Miami University may be turning a shade greener this spring, as the university announces plans to unveil a new energy sustainability plan.
Earlier this month, Miami President David Hodge said he is in talks to finalize a Campus Sustainability Plan, which would aim to decrease the university’s reliance on coal over the next two decades.
Hodge said he is excited about putting the plan into action and hopes to inform students when the deal is finalized.
“We hope to have an announcement out before the end of the semester,” Hodge said.
Hodge has worked with Miami’s Campus Sustainability Committee since 2008, negotiating what he called a “realistic” goal for clean energy.
“Basically, what’s happened is the Sustainability Committee issued a series of recommendations about what Miami can do to (decrease our reliance on fossil fuels),” Hodge said. “We have been working with them to fine tune it so we are on the same page. We are trying to be as aggressive as we can, but we need to be realistic.”

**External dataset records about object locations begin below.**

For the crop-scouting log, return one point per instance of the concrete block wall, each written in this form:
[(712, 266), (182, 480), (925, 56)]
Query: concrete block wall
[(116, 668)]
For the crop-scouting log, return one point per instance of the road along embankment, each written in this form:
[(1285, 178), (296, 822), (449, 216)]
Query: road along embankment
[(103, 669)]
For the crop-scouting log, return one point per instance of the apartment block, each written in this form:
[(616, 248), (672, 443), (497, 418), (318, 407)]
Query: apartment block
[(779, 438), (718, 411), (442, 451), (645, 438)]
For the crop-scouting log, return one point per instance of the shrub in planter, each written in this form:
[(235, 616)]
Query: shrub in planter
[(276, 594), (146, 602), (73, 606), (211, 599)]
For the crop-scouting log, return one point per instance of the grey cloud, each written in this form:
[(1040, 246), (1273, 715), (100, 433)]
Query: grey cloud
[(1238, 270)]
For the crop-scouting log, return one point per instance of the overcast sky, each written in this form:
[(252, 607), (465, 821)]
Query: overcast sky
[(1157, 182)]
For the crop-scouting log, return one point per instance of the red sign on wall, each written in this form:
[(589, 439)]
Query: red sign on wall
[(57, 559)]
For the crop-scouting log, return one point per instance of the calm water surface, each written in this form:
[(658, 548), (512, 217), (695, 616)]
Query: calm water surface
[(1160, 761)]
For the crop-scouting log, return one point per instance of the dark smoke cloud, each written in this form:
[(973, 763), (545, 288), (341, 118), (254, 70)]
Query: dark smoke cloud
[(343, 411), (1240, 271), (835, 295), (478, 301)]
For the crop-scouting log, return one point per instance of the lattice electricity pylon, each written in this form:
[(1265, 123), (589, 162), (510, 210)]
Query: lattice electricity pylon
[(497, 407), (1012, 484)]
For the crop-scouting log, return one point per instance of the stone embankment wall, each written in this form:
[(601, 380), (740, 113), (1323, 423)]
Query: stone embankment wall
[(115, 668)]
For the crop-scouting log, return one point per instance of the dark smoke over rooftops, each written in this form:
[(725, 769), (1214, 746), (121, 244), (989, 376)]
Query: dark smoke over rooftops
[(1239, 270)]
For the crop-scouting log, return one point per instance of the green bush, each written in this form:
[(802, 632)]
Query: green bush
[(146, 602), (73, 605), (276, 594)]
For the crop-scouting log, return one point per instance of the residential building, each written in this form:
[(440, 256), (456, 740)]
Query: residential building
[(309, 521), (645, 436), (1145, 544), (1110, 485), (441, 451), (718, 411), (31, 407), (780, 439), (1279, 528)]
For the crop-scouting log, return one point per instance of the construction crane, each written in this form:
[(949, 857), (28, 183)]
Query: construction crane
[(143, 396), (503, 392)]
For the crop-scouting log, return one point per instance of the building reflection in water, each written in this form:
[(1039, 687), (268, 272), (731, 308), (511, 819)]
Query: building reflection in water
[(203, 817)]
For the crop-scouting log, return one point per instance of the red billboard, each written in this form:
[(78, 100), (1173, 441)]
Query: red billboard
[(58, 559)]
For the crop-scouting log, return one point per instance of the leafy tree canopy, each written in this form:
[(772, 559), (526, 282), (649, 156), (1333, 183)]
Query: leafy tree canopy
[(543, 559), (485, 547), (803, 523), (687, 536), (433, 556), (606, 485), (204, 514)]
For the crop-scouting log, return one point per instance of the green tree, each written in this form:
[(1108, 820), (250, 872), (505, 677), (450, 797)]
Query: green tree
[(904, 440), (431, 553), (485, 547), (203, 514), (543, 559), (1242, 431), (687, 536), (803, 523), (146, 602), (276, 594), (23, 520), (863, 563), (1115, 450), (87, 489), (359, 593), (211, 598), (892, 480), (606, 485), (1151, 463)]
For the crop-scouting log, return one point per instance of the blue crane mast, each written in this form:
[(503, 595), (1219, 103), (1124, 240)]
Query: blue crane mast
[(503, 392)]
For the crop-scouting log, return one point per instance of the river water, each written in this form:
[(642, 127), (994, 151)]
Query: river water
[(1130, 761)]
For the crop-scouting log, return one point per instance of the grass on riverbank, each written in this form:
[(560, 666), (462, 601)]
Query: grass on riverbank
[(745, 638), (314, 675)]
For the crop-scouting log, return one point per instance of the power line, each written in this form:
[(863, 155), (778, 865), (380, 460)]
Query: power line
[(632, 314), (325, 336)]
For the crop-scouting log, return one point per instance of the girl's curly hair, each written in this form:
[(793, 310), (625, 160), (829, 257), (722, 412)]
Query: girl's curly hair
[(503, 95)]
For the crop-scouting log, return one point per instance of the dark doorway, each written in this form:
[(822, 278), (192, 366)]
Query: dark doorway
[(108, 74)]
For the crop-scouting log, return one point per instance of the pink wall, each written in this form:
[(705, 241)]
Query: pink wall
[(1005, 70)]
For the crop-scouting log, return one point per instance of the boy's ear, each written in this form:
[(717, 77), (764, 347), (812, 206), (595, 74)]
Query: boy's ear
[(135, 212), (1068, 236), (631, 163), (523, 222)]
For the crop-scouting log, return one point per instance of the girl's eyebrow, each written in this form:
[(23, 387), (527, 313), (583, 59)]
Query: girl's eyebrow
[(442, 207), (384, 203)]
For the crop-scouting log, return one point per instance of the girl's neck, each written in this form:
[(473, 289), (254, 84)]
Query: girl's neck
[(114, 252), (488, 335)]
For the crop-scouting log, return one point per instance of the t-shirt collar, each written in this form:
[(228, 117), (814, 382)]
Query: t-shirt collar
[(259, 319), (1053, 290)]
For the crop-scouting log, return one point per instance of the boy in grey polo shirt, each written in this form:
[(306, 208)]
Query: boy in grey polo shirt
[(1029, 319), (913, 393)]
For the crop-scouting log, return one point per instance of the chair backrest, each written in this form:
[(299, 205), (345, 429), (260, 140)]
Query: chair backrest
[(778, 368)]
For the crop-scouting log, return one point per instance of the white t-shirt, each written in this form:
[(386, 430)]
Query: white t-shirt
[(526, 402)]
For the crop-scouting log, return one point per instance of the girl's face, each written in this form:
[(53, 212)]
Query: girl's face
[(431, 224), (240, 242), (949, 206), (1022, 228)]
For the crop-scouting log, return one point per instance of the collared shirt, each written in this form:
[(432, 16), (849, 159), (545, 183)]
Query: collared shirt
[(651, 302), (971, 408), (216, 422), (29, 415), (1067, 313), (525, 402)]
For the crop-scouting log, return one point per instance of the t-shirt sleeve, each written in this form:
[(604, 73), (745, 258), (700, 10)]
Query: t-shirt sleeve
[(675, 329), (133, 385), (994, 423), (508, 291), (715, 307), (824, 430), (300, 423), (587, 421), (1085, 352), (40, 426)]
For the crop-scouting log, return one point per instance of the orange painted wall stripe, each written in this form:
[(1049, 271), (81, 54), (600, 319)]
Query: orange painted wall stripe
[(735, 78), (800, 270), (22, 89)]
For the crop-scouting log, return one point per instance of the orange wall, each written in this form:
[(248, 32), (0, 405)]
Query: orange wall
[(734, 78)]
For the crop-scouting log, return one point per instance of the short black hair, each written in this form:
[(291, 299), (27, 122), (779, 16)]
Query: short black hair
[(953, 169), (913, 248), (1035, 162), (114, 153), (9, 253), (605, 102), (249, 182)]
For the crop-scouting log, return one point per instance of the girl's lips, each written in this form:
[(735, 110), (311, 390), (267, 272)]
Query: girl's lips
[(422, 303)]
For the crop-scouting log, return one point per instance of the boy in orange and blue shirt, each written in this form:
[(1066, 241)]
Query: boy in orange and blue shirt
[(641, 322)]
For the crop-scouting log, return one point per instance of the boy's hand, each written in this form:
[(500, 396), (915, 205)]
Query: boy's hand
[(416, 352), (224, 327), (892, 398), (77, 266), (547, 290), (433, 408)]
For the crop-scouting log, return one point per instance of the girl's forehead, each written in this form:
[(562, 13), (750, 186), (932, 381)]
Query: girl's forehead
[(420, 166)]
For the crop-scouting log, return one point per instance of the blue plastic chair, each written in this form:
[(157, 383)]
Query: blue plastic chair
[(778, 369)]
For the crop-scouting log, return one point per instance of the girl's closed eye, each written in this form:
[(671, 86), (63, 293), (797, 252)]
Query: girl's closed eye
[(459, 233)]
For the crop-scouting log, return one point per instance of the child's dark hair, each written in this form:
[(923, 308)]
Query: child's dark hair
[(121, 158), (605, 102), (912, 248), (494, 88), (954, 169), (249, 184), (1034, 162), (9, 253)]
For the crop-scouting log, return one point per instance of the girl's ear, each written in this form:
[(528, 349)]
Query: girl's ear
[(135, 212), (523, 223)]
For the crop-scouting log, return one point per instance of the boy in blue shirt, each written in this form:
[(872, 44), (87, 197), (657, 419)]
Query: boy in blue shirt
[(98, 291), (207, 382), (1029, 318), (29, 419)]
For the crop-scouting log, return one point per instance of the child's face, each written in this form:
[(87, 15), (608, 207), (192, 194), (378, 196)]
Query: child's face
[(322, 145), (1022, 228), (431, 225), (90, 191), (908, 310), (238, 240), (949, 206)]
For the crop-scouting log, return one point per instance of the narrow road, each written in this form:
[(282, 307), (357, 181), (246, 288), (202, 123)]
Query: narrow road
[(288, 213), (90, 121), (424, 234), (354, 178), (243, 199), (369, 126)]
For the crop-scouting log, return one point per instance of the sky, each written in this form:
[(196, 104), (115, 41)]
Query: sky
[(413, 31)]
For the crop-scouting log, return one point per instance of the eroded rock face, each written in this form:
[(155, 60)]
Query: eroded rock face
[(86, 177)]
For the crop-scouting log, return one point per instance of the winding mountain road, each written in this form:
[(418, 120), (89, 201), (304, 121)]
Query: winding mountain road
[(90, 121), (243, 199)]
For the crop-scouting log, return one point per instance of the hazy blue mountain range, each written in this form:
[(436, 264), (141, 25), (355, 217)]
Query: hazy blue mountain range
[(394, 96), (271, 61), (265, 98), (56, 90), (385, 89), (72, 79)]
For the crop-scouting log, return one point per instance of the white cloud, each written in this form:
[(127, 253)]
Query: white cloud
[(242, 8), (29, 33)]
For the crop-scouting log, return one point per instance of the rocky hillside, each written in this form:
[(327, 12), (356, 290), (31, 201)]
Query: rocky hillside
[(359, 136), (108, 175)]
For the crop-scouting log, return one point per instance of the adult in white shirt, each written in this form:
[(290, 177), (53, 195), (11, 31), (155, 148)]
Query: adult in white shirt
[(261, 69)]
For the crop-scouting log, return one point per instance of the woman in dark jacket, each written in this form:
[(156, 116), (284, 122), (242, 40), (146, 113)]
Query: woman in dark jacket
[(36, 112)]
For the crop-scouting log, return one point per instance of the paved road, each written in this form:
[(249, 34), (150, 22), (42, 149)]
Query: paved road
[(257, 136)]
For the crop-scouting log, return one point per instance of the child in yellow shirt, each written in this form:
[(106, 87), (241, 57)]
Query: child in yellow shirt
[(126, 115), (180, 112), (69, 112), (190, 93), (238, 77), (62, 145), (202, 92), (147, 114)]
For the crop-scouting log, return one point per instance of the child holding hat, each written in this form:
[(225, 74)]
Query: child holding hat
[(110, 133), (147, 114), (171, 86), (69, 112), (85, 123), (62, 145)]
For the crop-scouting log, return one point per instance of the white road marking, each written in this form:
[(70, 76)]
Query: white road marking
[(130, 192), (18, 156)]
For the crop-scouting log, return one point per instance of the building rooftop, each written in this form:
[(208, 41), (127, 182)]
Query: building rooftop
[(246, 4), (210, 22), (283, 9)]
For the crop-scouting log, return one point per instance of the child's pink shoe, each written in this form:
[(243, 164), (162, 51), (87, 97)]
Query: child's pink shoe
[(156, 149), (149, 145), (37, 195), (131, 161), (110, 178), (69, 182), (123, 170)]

While Hodge hopes to one day phase out coal entirely, he said the university is at least 10 to 15 years away from completely making the switch to alternative energy, unless future technology allows the transition to happen more gracefully.
“What this will probably mean is moving the power plant to something like natural gas or bio mass, but we’re probably at least 10 to 15 years out to make that full transformation,” he said.
Not everyone is completely satisfied with Hodge’s projections. Todd Zimmer is the President of Beyond Coal at Miami, an organization dedicated to ending the nation’s reliance on coal.
While Zimmer appreciates the swift action Miami’s administration has taken to draft a finalized comprehensive sustainability plan, he is disappointed the plan does not include provisions to phase out coal entirely by a certain date.
“We believe that, minimally, the university must include a retirement date for the on-campus coal-fired steam plant,” Zimmer said. “Without such a provision, the plan is incomplete and not as strong or forward-looking as it needs to be in order to be effective.”
Furthermore, Zimmer said the effects from coal-fired power plants can be disastrous. Coal-fired power plants, like the one on Miami’s Western Campus, are largely unregulated and a source of Mercury pollution according to Zimmer.
“Mercury is a heavy metal and neuro-toxin released in the burning of coal, and we are burning 25,000 tons of coal a year right here on campus,” he said. “(In the United States) one in six women has mercury levels so high in their bodies that it would damage the development of a fetus.”
Thursday, Beyond Coal held free Mercury testing for students at the Shriver Center, and will release their findings later next week.
However, despite his concerns, Zimmer is happy a resolution is imminent.
“The Campus Sustainability Plan is a fantastic move in the right direction and we commend President Hodge and the Sustainability Committee for their efforts,” Zimmer said.
Junior Ashley Smith sees both sides of the issue. While Smith is happy a plan is being drafted, she understands Zimmer’s concerns about coal.
“I’m happy that action is being taken, but I also understand how damaging coal can be to both people and environment,” she said.
However, the report doesn’t just contain long-term environmental solution. Hodge said the university has already begun to work toward environmental sustainability.
This summer, Stoddard and Elliot Halls will be converted to geothermal energy, according to Hodge.
In addition to adding a sustainability co-major, Hodge said Miami will amp up its recycling efforts and to work to only construct buildings with silver LEED certifications (the third highest behind gold and platinum certifications).
Overall, Hodge said his primary concern is to decrease reliance on foreign sources of carbon-based fuels, but as he explained, timing is everything.
“Whether global warming is happening or not, we want to make sure we are creating a healthier environment,” Hodge said. “It’s about making the right decision right now.”